You’re just about to publish your book about a team of the undead competing to win a zombie heptathlon. You’ve been working on it for years and you know it will be a hit because every time you mention it, zombie-athletics fans wet themselves with delight. However, just as you are about to complete the eBook upload process, you receive an email. To your horror, the email is an advert for a book called Zombie Olympics.

You look at the sender’s name and feel your blood boil – it’s another member of the online forum where you first announced your intention to write a zombie heptathlon story. Angrily, you navigate to the forum. The treacherous author didn’t actually comment in the thread about your book, but you know he read it; your idea was too unique, too brilliant and too personal for another author to have come up with the same idea independently. Why, you had that idea back when your Auntie Maud died whilst training for a steeplechase. How many other authors would have had inspiration like that handed to them on a plate?
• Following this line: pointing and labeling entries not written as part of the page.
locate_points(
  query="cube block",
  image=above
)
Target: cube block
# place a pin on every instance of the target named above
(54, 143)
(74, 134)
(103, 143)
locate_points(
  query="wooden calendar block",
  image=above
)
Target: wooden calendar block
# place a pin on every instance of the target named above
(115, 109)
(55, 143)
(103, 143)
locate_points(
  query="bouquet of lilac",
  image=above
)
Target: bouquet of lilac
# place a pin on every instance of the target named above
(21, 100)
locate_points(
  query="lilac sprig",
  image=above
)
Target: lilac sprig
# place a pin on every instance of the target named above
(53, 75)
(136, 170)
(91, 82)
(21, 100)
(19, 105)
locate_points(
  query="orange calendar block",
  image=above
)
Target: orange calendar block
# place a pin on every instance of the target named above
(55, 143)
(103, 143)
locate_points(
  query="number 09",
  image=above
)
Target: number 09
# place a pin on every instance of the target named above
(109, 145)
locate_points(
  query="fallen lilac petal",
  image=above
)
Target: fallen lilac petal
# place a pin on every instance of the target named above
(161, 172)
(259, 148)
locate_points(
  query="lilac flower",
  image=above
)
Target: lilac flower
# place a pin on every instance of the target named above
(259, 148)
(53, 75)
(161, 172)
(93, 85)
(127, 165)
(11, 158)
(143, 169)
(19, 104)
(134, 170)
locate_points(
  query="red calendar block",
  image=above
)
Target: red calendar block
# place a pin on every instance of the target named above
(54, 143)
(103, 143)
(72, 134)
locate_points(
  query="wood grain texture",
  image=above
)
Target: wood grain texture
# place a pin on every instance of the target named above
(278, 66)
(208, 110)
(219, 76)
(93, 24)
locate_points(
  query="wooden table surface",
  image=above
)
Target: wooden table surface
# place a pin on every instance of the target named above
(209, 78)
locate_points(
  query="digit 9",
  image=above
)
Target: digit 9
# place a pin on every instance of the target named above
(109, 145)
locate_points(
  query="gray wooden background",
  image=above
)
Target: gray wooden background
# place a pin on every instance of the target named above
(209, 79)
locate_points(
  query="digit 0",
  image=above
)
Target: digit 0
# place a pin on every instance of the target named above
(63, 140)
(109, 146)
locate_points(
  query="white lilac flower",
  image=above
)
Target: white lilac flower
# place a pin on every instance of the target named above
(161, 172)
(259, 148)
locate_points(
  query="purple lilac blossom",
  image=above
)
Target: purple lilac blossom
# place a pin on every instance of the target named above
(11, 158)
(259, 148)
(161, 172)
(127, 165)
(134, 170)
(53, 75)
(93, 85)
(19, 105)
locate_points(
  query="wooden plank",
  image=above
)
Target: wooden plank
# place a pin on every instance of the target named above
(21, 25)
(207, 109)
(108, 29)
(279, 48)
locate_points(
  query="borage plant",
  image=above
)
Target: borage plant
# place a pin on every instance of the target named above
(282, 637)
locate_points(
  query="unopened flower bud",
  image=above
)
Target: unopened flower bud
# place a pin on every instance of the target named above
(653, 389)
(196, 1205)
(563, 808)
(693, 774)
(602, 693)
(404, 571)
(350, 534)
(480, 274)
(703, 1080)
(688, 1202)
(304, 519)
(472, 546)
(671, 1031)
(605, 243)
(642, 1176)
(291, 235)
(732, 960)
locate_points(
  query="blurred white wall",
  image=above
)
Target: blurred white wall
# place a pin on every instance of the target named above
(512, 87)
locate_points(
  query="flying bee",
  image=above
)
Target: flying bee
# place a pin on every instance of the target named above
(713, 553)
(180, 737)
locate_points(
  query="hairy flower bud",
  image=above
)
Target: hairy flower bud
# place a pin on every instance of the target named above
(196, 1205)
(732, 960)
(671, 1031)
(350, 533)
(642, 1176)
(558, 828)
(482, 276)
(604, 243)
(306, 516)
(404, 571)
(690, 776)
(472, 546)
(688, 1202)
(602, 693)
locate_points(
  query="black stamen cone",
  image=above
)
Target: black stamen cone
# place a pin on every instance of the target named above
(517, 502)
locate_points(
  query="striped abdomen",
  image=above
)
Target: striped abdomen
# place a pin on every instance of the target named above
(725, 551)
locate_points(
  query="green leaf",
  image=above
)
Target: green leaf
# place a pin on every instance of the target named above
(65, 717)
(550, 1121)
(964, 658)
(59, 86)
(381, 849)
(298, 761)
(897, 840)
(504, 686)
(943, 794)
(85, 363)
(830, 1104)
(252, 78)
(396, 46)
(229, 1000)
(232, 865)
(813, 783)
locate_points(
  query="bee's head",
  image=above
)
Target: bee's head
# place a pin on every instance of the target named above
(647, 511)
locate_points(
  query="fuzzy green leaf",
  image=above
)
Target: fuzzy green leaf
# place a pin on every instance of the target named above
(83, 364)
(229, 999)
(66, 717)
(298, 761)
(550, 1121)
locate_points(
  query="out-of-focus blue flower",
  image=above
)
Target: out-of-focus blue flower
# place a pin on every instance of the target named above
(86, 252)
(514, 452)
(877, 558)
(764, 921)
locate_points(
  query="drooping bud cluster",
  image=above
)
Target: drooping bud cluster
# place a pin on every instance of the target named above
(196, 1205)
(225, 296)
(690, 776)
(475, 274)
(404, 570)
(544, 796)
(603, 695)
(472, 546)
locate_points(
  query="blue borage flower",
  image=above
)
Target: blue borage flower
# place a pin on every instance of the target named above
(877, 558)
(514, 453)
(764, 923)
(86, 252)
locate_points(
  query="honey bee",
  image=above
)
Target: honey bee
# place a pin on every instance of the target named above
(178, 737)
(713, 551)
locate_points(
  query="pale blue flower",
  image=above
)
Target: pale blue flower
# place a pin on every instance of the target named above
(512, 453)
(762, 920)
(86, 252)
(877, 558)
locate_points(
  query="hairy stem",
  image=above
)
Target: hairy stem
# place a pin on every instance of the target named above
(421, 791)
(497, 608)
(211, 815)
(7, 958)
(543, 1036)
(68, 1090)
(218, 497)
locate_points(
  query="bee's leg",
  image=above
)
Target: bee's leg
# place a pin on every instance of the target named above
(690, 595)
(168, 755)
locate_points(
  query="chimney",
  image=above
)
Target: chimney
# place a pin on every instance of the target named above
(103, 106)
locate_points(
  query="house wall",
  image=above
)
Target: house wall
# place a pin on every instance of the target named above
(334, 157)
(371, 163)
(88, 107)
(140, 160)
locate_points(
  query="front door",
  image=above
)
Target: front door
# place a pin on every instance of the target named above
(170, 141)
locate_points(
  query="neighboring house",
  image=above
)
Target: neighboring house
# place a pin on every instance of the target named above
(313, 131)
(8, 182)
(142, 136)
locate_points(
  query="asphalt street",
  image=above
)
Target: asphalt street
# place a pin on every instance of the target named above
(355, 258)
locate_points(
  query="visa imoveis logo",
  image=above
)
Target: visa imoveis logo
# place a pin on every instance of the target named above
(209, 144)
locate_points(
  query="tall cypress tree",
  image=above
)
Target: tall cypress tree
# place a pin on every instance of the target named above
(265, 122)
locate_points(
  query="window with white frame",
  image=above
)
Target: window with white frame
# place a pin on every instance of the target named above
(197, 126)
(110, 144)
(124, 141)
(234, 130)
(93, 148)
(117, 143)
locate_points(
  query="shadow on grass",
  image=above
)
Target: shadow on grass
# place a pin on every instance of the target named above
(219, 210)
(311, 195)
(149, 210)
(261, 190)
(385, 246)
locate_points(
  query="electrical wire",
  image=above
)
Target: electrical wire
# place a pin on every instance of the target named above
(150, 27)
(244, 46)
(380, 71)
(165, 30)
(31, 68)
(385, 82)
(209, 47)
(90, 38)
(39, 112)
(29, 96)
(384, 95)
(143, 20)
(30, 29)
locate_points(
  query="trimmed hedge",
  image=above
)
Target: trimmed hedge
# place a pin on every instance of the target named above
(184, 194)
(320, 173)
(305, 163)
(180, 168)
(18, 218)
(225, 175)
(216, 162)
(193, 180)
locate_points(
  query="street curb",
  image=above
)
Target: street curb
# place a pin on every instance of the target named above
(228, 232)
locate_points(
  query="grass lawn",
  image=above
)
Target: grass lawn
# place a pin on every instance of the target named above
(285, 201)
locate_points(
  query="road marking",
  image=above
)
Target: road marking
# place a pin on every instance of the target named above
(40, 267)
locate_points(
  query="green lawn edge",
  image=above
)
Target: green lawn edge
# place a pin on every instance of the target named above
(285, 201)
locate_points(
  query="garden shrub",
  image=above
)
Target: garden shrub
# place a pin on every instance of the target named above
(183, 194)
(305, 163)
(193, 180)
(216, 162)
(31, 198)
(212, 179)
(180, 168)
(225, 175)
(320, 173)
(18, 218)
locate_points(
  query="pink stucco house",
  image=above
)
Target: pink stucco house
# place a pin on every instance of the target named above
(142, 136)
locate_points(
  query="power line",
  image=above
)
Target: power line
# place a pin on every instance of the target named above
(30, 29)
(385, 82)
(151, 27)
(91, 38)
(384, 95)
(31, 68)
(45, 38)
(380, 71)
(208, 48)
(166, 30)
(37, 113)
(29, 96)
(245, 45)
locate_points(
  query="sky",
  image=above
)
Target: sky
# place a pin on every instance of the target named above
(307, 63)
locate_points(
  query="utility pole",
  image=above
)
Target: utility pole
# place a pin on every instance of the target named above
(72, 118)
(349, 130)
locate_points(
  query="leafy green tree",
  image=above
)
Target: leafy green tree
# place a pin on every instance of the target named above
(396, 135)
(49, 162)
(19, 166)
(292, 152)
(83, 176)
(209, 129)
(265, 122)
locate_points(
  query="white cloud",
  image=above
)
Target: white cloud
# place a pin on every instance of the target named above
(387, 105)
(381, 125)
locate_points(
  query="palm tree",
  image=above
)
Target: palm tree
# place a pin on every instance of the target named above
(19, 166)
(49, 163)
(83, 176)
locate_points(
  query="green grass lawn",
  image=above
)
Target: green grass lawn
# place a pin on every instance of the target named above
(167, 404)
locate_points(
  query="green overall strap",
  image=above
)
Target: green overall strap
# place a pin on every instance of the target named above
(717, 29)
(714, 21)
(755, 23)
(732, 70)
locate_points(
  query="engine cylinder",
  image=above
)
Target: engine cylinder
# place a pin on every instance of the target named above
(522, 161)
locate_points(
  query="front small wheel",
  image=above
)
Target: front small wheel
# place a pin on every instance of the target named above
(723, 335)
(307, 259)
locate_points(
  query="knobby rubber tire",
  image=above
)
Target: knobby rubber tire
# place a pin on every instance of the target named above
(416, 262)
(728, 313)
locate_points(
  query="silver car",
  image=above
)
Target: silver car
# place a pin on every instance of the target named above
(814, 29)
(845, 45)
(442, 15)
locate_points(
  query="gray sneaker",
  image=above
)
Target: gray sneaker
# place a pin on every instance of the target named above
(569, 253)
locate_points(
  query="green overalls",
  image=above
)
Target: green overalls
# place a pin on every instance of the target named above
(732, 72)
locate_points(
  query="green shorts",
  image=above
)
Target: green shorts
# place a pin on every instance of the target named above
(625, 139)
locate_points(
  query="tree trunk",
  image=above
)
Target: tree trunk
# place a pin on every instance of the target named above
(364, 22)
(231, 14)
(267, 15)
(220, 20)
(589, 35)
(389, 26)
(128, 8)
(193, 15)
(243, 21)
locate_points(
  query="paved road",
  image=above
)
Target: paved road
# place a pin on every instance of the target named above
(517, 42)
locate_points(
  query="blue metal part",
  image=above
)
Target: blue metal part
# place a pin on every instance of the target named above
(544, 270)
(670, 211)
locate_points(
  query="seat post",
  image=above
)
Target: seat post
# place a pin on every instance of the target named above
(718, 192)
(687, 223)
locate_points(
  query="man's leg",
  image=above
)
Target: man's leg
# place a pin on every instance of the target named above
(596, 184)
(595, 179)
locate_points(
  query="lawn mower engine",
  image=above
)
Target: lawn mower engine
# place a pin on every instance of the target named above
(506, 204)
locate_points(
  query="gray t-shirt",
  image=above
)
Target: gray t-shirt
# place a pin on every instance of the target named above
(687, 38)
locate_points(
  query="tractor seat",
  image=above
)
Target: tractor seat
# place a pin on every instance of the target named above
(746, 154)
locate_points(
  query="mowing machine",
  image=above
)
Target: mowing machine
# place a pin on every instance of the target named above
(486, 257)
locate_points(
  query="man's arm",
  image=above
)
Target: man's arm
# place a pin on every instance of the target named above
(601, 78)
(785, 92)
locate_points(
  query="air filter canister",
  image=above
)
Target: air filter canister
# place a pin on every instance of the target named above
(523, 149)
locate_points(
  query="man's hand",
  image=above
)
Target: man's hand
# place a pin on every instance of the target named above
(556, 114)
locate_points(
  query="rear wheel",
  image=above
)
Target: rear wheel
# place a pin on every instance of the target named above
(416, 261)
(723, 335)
This is an insurmountable disaster. How will anybody believe that you had the idea first if your book is launched after your competitor’s? People might deem you the thief.

Firstly, relax – don’t forget how brilliant you are. Somebody may have stolen your idea but it is unlikely that he has the talent to execute it the way you can.

Next, sign up for a fake email account and write to the author pretending to be a local television news correspondent planning to interview him at his home. He will bite. Ask him politely for his address. Next purchase a small, cardboard treasure chest. Carefully cover it using shiny tissue paper and sparkling sequins. Now, squat above it and fill it with a poo. Once you are satisfied with your deposit, close the chest, wrap it in cellophane then brown paper. Send your gift by courier to the author of Zombie Olympics.

Do not be tempted to sign your offering. Do not be tempted to brag about the gesture online. Do not publically react to the copyright theft. It won’t be long before others start noticing the similarities between your books. Those who saw your earlier discussions about the content will put two and two together. At which point, you can stroll in and say, “Similarities? How flattering!”

You end up looking cool and confident and make the author of Zombie Olympics look like a sad wannabe.